Он давно уже понял, что палец в рот ей лучше не класть — откусит по самое колено. За окном мелькали поля, увенчанные стайками «быстроногих» стрижей, березовые перелески. Асфальтовое покрытие давно оборвалось, машина прыгала на ухабам, доставляя этим самым удовольствие всем сидящим в салоне, кроме Турецкого. Шофер беззаботно посвистывал, временами косился в зеркало на странную парочку, Валюша держалась за ручку над дверью и каждый раз, подлетая к потолку, восторженно вопила «Оппа!».
Дорога петляла, зарываясь в поросшие гигантскими борщевиками пустоши. И вдруг вылетела к кладбищу — неизменному спутнику хоть какой-то, но цивилизации. Стая ворон, испуганная грохотом, взмыла с заросшего молочаем бугра. Но вот кресты и покосившиеся памятники остались в стороне, потянулась заброшенная ферма, зияющая пустыми глазницами. Одна из глазниц оказалась не пустой — оттуда немигающим взором таращилась на гремящую колымагу черная лошадиная морда. И снова извечная русская «идиллия» — дорога, вспаханная ковровой бомбардировкой, непересыхающие лужи в глубоких рытвинах, «пьяные» столбы линии электропередач. Деревня стартовала внезапно. Просевшая крыша всплыла из-за ломаного очертания плетня. Дорогу перегородил ржавый остов трактора «Кировец». Водитель сбросил скорость, объехал преграду. Собака с радостным гавканьем бросилась под колеса. Шофер ругнулся, чуть не наехал на забор, увенчанный насаженными на штакетины кирзовыми сапогами и человеческим лицом, выражающим ленивое любопытство. За развалюхами на околице потянулись нормальные частные дома, отдельные из которых можно было отнести к зажиточным. Дорожное покрытие стало практически плоским, расширилась проезжая часть. Подросла этажность зданий, и несколько минут спустя водитель остановился перед унылой бетонной постройкой, символизирующей, судя по всему, местную остановочную платформу.

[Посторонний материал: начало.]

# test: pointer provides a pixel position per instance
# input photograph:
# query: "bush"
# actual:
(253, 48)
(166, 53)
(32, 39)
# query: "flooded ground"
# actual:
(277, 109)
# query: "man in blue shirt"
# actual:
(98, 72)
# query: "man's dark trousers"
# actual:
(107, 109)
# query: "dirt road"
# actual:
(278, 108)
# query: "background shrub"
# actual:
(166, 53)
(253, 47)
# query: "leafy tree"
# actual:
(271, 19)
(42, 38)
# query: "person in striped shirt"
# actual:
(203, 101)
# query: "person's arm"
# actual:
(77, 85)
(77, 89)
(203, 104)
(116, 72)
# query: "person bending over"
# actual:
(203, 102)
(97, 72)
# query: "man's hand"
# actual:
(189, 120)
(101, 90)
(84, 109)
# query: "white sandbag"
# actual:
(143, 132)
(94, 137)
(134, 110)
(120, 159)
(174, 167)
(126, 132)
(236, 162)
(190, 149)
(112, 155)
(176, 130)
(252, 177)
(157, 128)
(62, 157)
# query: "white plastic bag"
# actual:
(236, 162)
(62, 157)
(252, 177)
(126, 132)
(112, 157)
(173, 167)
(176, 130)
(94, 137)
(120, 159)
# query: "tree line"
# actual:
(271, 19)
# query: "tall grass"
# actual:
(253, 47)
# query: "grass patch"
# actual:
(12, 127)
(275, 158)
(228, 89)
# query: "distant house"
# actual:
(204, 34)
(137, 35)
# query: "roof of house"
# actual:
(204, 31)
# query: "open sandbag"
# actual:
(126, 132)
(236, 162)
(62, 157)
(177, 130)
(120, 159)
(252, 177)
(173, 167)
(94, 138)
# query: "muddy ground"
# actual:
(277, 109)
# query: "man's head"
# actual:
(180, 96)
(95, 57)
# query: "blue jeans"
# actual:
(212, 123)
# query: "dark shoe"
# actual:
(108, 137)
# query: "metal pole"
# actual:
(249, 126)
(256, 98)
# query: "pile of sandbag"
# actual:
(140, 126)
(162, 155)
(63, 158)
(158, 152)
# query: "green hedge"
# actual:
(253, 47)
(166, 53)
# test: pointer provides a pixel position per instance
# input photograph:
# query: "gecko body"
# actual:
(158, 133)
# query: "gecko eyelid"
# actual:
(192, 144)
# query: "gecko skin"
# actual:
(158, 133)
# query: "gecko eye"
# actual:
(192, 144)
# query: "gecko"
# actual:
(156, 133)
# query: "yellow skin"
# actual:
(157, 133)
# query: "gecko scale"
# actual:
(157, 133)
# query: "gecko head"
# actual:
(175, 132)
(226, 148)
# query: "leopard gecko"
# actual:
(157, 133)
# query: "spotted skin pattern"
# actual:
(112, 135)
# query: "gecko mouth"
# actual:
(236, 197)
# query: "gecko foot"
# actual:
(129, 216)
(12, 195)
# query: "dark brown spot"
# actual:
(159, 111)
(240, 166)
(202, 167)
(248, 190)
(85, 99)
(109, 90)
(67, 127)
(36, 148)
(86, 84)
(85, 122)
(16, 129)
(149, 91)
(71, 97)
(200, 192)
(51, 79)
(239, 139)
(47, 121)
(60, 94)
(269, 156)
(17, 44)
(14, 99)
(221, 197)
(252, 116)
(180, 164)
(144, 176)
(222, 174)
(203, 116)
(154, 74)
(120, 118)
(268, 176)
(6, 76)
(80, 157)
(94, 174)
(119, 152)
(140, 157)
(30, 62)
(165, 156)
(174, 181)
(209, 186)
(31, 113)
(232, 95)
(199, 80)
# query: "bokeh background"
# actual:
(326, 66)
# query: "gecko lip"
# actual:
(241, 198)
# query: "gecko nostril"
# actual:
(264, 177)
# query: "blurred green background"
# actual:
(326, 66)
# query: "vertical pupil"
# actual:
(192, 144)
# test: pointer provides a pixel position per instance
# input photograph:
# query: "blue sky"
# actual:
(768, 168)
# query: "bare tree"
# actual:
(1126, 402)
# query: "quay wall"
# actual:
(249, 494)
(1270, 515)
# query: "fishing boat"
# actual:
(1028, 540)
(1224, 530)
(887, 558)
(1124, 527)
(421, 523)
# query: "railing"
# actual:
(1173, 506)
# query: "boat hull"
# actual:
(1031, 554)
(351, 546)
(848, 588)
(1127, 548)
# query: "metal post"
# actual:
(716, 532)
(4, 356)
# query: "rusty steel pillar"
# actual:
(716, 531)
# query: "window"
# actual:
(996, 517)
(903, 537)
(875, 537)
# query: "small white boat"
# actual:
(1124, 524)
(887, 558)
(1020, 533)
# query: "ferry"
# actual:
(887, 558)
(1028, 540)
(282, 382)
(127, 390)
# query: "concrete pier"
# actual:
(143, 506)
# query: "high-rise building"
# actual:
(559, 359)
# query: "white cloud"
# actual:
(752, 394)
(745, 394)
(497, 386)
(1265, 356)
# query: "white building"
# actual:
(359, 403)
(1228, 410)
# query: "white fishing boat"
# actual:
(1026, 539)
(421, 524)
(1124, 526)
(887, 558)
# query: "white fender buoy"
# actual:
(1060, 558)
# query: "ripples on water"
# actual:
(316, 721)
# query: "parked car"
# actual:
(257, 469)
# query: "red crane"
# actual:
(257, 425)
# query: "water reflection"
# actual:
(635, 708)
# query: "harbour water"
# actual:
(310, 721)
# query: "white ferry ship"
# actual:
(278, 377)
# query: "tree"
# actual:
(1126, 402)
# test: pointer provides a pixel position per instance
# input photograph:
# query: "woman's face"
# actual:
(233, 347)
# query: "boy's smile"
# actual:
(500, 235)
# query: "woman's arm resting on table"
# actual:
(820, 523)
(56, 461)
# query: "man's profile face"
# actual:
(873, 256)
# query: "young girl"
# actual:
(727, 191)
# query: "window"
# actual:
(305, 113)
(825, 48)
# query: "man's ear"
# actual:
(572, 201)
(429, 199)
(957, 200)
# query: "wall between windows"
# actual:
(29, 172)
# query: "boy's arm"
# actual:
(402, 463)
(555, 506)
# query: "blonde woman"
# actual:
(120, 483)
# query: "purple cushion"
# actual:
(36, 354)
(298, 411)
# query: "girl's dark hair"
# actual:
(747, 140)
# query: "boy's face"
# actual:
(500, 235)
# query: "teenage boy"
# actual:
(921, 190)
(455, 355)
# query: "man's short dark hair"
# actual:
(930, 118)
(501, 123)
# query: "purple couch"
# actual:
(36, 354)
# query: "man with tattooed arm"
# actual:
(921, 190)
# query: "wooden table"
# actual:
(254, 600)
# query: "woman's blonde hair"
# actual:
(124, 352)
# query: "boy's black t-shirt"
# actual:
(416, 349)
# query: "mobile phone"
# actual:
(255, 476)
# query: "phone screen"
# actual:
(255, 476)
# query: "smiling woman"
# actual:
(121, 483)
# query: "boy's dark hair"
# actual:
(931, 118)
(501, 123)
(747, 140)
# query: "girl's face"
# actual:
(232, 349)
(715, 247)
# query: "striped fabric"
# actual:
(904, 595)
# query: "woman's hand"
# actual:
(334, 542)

Получив обещанную сумму, водитель испарился. Обстановка менялась кардинально, не в лучшую сторону. «Привокзальная площадь» переживала трудные времена. Рыночные ряды пустовали, став прибежищем своры бездомных собак, не проявляющих, к счастью, склонности к агрессии.
Здесь не было никакого транспорта, не считая запряженной лошадью повозки, нагруженной молочными баками — она стояла у строения с надписью «Продукты». О наблюдении со стороны дубовских законников речь пока не шла. У магазина старушки торговали редиской, укропом, прошлогодней картошкой, ходили люди не самого презентабельного вида. Безбожно чадя, подъехала «Газель». Турецкий насторожился. Но это были «свои» — выбрался водитель в спадающих трико, поплелся к кузову, распахнул двери. Через минуту он уже ругался с упитанной теткой по поводу доставки товара. Показалась местная молодежь: двое парней, умирающих от скуки, не знающих, куда применить свои энергию и таланты, с любопытством уставились на новоприбывших — особенно на Валюшу, у которой в ухе торчал наушник. Дополнительные неприятности вроде были ни к чему.
— Не обращай внимания, — отмахнулась Валюша, проследив за его взглядом, — народ здесь такой живет. Наглы называются. Работы у них нет, всеми днями шатаются, приключений ищут. Будут приставать — ты только не размахивай руками. Я сошлюсь на местного парня — некоего Колю Карачуна, он здесь в авторитете — и от нас отстанут. Постой здесь, я сбегаю расписание посмотрю.
Он остался в одиночестве, продолжал осматриваться. На другой стороне пустыря красовалось одноэтажное бетонное здание со странной вывеской «Универ…». К зданию подъехал пыльный «УАЗик», вышли мужчина и женщина, скрылись в здании.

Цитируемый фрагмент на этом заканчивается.